O Baile perfumado (Paulo Caldas e Lírio Ferreira -1997) foi um filme de tão grande importância para o cenário cinematográfico nacional, que até pessoas como Luiz – que a princípio nem gosta muito de filmes nossos – já assistiram ou ao menos, ouviu-se falar. Para jornalistas, críticos e cineastas pernambucanos como Kleber Mendonça, Leo Lacca, Marcelo Lordello, Silvana Marpoara, o Baile ganha disparado na disputa do melhor filme já reproduzido em Pernambuco nos últimos anos e sem dúvida, o responsável pelas mudanças culturais de se fazer cinema. Aliás, o cinema pernambucano tem se destacado dos anos 90 pra cá, com essa nova geração de cineastas dispostos a mudar essa cultura de cangaço, de sertão e de misturar esse folclórico, até porque eles têm uma característica própria, mais urbana, mais pop e variedade incrível de estilo de abordagem.
Mas, o que faz do cinema de Pernambuco um cinema pernambucano? Pernambuco representa Pernambuco?
Para o cineasta Leo Lacca, os nossos filmes têm esse potencial muito grande em termos estéticos, porque é um sistema variado “Sinto que existe uma questão de autoralidade muito presente nos filmes pernambucanos, sejam eles de uma geração mais antiga ou da nova e eles dialogam nesse sentido, sabendo que tudo depende do autor no foco para temas sertanejos ou urbanos”.

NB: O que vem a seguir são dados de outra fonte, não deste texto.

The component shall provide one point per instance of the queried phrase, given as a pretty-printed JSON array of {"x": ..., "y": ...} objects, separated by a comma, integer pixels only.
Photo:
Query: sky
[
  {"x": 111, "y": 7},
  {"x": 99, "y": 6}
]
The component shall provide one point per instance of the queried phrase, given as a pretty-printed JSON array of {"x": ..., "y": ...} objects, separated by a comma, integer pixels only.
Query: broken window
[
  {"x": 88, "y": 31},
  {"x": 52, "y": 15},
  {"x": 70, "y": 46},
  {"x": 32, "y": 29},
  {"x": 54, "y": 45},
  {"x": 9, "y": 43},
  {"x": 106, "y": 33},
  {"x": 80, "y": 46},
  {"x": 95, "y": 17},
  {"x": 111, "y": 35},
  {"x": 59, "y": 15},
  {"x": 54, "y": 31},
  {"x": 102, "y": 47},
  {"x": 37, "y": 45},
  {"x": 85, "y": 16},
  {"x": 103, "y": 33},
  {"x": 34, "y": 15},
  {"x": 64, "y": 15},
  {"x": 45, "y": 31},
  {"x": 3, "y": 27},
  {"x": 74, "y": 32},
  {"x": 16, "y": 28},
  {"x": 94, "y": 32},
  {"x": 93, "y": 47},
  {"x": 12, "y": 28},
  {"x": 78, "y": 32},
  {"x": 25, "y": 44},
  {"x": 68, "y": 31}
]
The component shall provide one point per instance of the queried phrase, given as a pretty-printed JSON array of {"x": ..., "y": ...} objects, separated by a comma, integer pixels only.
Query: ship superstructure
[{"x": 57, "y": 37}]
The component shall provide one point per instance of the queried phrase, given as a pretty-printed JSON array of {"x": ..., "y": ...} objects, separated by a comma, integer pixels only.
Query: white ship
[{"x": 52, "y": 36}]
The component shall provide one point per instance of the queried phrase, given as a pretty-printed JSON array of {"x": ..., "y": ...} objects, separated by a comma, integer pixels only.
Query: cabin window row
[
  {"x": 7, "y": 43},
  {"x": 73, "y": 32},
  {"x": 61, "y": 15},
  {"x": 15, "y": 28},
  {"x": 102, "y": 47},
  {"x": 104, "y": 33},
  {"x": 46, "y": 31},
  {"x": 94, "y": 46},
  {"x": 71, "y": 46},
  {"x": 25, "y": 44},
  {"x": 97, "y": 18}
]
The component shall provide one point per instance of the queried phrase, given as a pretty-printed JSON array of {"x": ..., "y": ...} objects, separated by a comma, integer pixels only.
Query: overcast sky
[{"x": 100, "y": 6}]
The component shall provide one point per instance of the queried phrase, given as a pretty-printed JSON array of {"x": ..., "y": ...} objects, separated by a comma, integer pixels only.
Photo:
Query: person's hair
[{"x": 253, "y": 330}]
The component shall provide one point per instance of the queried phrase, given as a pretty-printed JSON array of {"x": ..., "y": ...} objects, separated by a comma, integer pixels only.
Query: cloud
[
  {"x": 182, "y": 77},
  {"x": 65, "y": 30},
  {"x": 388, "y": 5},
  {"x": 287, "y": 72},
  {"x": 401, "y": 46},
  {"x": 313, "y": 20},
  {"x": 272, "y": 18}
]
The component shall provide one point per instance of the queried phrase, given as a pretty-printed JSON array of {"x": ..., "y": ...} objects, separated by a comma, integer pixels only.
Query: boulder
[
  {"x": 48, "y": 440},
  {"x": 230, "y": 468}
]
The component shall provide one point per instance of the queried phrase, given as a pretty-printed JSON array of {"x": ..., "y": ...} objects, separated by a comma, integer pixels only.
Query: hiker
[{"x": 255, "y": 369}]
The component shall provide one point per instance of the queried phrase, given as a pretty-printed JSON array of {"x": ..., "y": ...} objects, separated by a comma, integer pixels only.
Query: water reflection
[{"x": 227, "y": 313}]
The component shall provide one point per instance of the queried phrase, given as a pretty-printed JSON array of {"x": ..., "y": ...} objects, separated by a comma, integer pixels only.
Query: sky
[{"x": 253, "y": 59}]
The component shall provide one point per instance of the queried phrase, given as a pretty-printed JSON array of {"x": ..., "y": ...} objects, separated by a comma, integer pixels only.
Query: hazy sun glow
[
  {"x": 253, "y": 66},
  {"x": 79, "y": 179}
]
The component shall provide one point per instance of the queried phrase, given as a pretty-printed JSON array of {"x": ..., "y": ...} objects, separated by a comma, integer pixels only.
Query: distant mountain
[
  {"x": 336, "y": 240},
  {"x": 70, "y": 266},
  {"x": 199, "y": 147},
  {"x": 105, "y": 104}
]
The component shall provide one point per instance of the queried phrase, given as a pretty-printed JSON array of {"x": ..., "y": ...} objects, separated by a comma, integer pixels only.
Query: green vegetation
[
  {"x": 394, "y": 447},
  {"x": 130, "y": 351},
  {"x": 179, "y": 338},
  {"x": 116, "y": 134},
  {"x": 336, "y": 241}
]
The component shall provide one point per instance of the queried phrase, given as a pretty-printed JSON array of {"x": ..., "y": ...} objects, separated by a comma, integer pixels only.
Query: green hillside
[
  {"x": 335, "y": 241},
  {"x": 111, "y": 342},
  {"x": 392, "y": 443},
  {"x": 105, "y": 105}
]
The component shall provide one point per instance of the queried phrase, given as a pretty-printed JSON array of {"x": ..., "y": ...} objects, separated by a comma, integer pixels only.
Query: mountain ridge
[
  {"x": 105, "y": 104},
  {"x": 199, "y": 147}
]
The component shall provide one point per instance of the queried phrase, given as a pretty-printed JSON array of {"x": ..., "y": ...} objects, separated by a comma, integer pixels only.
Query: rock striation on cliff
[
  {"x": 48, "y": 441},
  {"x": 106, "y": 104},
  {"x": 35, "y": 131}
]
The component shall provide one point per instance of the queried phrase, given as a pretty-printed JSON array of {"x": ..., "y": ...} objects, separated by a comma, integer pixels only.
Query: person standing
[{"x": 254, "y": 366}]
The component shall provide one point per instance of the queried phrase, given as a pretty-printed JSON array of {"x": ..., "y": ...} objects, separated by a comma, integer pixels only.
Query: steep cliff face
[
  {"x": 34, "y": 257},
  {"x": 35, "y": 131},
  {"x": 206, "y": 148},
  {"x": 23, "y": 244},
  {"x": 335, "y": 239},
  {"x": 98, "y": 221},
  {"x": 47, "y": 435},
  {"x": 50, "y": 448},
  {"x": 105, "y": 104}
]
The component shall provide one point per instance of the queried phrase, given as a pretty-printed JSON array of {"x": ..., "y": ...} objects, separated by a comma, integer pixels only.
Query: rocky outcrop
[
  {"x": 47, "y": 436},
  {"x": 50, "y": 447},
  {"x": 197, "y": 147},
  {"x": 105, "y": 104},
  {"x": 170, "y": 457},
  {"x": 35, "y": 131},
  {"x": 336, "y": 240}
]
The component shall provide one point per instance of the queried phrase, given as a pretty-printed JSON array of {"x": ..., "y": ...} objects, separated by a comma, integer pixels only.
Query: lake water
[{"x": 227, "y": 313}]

Segundo Lacca e seu parceiro de trabalho Marcelo Lordello, é exatamente isso que ocorre. O Brasil ganha muitos prêmios lá fora, muitos dos filmes são pernambucanos, como exemplo “O Rap do Pequeno Príncipe Contra as Almas Sebosas” (2000), que no ano da estreia, foi o único representante brasileiro no Festival de Cinema de Veneza. Mas eles não têm a mesma força quando exibidos aqui. O cineasta explica que o público e a sociedade em geral funcionam muito a partir de mercado. Tudo que é massificado tem um alcance muito grande e o nosso cinema nunca teve uma experiência de massificação. Nosso modo de fazer cinema talvez dialogue mais com a Nouvelle Vague francesa do que a Hollywoodiana que na maioria – e quase sempre – faz filmes para vender e só.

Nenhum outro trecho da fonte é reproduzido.